About the Web Crawler and Indexer

I wrote this indexing software to help me understand how to speed up big Web indices with special hardware, as part of CS245. You can use it to search for words in web pages at Harvard.

The Crawler

Here is the Perl source for my web crawler. You'll also want webget.c, web.c, web.h, and weblinks.c. The crawler fetches pages, accumulates them in a huge file, and follows the links in each fetched page. It keeps track of the URLs it has yet to follow, and the URLs it has already followed, in a DB file. It avoids talking to any one server more than once per minute. It remembers which servers seem to be down and avoids them for half an hour. It does not know about the robot exclusion convention, which makes it inappropriate for serious use. It it not particularly high performance because it is not multi-threaded.

The Indexer

indexer.c builds an inverted index from the output of the crawler (or any other set of files). The basic idea:

Replace every non-alphanumeric character with space.
Mark each word of input with its document number and offset in the document. View the input as word, document, offset tuples.
Sort the tuples (this takes a long time).
Delete the word from each tuple. Now you have a large postings file containing document/offset pairs; the pairs for each word are contiguous and sorted.
Build a hash table mapping each word to the location of its first entry in the postings file.

The design was driven by a desire to avoid random disk accesses. The only data structure that is random access and might not fit in memory is the hash table of words.

This indexer burns up a lot of temporary disk space. See Edward Fox and Whay Lee, FAST-INV: A Fast Algorithm for Building Large Inverted Files, Virginia Polytechnic Institute TR 91-10 for some more parsimonious approaches.

The Querier

querier.c takes a set of terms (words) from the user as input. It performs joins on the postings lists for the terms; these involve linear scans since the postings entries are sorted. The result is a sorted list of document/offset tuples, one for each occurence of each term in every document that contained all the terms.
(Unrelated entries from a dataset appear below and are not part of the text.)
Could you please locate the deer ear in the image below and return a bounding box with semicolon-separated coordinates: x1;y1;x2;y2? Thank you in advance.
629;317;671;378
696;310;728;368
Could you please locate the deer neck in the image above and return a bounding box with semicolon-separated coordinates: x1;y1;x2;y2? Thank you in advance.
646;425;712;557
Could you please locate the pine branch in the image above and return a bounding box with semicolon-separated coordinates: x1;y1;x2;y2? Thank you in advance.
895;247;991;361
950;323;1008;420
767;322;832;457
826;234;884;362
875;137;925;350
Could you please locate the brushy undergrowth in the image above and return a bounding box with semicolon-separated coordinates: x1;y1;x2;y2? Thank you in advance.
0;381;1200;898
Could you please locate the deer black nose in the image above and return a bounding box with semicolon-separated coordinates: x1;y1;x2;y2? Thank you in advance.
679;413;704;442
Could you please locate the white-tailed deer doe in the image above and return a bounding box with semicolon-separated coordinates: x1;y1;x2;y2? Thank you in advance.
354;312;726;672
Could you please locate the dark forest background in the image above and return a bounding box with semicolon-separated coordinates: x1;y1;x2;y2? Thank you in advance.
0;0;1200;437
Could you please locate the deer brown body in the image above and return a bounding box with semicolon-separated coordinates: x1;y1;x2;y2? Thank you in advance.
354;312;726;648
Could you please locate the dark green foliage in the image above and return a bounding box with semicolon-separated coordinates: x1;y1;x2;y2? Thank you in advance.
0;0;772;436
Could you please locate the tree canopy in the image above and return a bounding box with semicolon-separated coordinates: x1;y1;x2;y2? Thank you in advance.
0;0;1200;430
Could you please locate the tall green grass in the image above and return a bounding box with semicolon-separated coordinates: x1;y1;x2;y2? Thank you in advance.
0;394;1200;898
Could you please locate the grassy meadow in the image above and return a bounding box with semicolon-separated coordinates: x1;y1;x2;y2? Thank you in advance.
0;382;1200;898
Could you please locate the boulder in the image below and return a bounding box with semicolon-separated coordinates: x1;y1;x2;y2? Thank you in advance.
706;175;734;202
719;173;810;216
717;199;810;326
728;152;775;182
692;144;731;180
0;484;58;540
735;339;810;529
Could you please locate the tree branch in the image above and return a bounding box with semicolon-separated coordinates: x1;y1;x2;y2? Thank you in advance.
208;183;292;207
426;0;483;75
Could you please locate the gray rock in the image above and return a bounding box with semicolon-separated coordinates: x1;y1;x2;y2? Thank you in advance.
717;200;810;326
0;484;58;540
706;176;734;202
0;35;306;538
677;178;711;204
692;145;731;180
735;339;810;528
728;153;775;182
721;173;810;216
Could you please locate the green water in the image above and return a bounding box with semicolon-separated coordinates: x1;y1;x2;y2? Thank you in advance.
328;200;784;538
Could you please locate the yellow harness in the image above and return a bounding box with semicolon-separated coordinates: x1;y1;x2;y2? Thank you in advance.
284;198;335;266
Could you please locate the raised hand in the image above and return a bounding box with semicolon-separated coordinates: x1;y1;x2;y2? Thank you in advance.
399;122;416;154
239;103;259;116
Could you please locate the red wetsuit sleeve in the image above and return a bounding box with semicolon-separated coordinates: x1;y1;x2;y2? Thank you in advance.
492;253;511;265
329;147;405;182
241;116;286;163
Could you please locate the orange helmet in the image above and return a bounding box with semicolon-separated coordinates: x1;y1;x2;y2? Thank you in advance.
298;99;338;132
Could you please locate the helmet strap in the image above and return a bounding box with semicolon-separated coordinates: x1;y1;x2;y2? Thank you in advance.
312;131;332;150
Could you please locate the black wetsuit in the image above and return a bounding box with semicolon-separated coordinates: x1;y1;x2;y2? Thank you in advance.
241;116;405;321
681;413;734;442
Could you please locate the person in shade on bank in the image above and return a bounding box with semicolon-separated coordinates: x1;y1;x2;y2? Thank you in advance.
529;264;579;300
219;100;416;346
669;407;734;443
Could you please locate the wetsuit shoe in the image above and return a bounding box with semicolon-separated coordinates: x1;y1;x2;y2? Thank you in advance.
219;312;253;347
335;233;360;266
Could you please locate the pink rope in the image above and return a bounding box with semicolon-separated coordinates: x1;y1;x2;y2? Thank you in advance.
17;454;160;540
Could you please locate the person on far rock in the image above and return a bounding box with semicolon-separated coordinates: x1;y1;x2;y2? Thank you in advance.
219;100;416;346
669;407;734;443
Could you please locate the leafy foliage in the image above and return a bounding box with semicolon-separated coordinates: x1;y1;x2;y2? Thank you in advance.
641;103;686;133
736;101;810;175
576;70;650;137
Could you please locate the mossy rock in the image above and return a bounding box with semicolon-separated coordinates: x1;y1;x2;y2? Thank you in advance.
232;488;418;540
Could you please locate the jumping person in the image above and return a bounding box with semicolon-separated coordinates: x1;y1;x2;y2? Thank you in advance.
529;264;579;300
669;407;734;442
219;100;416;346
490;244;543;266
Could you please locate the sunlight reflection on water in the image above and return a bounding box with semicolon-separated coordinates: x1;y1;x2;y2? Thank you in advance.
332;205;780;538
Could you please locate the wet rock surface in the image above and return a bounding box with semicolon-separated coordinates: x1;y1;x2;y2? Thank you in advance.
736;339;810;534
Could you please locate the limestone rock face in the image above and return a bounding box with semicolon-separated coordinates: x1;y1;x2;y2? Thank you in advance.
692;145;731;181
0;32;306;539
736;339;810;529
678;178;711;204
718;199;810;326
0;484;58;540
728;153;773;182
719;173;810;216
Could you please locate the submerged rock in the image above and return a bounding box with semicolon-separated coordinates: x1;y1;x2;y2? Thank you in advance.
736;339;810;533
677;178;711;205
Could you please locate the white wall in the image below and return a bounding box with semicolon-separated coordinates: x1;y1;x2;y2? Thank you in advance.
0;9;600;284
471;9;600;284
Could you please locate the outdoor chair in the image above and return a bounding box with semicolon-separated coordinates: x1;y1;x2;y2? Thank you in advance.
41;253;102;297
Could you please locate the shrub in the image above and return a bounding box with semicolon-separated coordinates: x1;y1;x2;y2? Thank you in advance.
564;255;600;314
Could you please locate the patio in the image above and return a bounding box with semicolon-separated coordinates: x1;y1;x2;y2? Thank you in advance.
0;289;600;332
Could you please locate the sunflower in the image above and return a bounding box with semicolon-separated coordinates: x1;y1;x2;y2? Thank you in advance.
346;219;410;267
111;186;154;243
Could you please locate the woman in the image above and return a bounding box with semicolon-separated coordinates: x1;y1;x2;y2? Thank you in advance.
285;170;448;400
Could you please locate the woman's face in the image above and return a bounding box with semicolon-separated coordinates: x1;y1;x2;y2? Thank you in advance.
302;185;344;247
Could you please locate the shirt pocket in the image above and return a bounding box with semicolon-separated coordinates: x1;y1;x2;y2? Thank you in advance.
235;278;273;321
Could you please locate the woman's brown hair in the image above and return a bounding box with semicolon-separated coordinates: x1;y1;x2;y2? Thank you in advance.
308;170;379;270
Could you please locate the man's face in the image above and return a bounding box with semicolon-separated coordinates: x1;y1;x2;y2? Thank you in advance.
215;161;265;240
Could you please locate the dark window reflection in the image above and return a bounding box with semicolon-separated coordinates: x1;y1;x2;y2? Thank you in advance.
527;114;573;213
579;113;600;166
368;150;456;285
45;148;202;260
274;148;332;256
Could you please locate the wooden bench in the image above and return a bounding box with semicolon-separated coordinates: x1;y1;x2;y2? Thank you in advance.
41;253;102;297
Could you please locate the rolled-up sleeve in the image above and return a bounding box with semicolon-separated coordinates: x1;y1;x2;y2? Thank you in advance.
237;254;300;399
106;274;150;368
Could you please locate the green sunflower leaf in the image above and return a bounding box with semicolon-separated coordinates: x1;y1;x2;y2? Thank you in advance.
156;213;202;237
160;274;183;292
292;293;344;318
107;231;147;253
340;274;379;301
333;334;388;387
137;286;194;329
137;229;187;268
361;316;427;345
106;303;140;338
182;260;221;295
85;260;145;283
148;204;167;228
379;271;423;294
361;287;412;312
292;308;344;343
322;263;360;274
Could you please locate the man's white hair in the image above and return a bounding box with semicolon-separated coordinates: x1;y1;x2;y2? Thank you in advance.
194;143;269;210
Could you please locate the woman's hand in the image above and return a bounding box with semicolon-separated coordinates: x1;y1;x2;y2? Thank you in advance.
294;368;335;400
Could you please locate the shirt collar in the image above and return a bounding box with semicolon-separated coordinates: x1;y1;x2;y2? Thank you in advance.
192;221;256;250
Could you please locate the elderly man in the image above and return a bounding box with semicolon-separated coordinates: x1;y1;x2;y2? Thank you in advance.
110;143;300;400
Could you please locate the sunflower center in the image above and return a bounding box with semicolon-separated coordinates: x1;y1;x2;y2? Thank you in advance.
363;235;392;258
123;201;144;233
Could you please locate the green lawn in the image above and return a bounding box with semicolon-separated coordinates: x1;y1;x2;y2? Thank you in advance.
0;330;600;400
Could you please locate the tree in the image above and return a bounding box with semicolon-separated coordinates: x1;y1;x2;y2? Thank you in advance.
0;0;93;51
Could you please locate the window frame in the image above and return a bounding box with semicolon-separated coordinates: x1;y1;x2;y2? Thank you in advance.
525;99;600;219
The querier then selects the ten highest-scoring documents to present to the user. A document's score is the sum over the query terms of:

10 points if the term appears in the document.
7 points if the term appears just before a different query term.
7 points if the term appears in the first 400 characters of the document.
5 points if the term occurs more than once in the document.
3 points if the term occurs within 150 characters of a different term.

The querier should be taught about and/or queries: that is, if it doesn't find documents that contain all the terms, it should look for documents that contain only some of them.

The standard reference on ranking query results by relevance is Gerard Salton's Introduction to Modern Information Retrieval, McGraw-Hill, 1983.

-- Robert Morris, rtm@eecs.harvard.edu